A more frightening animal study of aluminum is that of Spanish veterinary researcher Lluis Lujan’s study of ovine ASIA. After huge numbers of sheep in Spain died in 2008 in the wake of compulsory multiple vaccine campaigns against bluetongue in Spain in 2008, Lujan set out to find out what killed them – and he began by inoculating them with aluminum.
His 2013 study found that only 0.5% of sheep inoculated with aluminum vaccines showed immediate reactions of lethargy, transient blindness, stupor, prostration and seizures – “characterized by a severe meningoencephalitis, similar to post-vaccine reactions seen in humans.” Most of them recovered, temporarily, but postmortem exams of the ones who didn’t reveal acute brain inflammation.
The delayed onset “chronic” phase of the disease affected far more of the sheep — 50-70% of flocks and sometimes virtually 100% of animals within a given flock, usually including all of those who had previously recovered. The reaction was frequently triggered by exposure to cold and began with restlessness and compulsive wool-biting, then progressed to acute redness of the skin, generalized weakness, extreme weight loss and muscle tremors, and finally, entered the terminal phase where the animals went down on their front quarters, became comatose and died. Post-mortem examinations revealed “severe neuron necrosis” and aluminum in the nerve tissue.

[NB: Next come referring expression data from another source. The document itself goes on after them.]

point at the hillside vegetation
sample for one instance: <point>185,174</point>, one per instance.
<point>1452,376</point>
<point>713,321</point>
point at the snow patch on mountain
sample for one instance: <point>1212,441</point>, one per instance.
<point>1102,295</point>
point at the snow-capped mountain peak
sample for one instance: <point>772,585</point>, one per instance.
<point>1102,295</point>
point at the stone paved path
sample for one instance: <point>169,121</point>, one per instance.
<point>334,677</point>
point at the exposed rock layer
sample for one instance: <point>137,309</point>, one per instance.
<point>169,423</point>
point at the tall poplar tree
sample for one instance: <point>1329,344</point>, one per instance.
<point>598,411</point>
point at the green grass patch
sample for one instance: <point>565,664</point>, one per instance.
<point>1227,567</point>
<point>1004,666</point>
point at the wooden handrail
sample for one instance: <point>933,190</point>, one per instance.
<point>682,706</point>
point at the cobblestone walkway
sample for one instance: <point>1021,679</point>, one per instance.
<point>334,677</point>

The immune system’s reaction to aluminum “represents a major health challenge,” Gerhardi declares in his recent review, and he adds that “attempts to seriously examine safety concerns raised by the bio-persistent character and brain accumulation of alum particles have not been made… A lot must be done to understand how, in certain individuals, alum-containing vaccines may become insidiously unsafe.”
Back to the problem of which “certain individuals” should avoid vaccination to avoid autoimmune disease.
PEOPLE PRONE TO DEVELOP AUTOIMMUNITY
Soriano and Shoenfeld’s identify a final category: anyone at risk of developing autoimmune disease. Since a number of them have been shown to have genetic factors that would include anyone with a family history of autoimmune disease. It also includes anyone who has tested positive for autoantibodies which can indicate disease years before symptoms show up. Vaccinations, the doctors say, “may trigger or worsen the disease.”
Smokers too, have an exceptionally high risk of developing an autoimmune disease, says the report. The American Cancer Society estimates that about 18% of Americans smoke. That means about 42 million Americans have an elevated risk of developing an autoimmune disease and they’re stacking the odds with every vaccine.
And finally, factors that Shoenfeld and Soriano associate with high risk of developing autoimmunity are high estrogen and low vitamin D — which means anyone taking birth control or hormone replacement therapy and, according to one 2009 study of vitamin D status, about three quarters of American teens and adults should be wary of vaccines.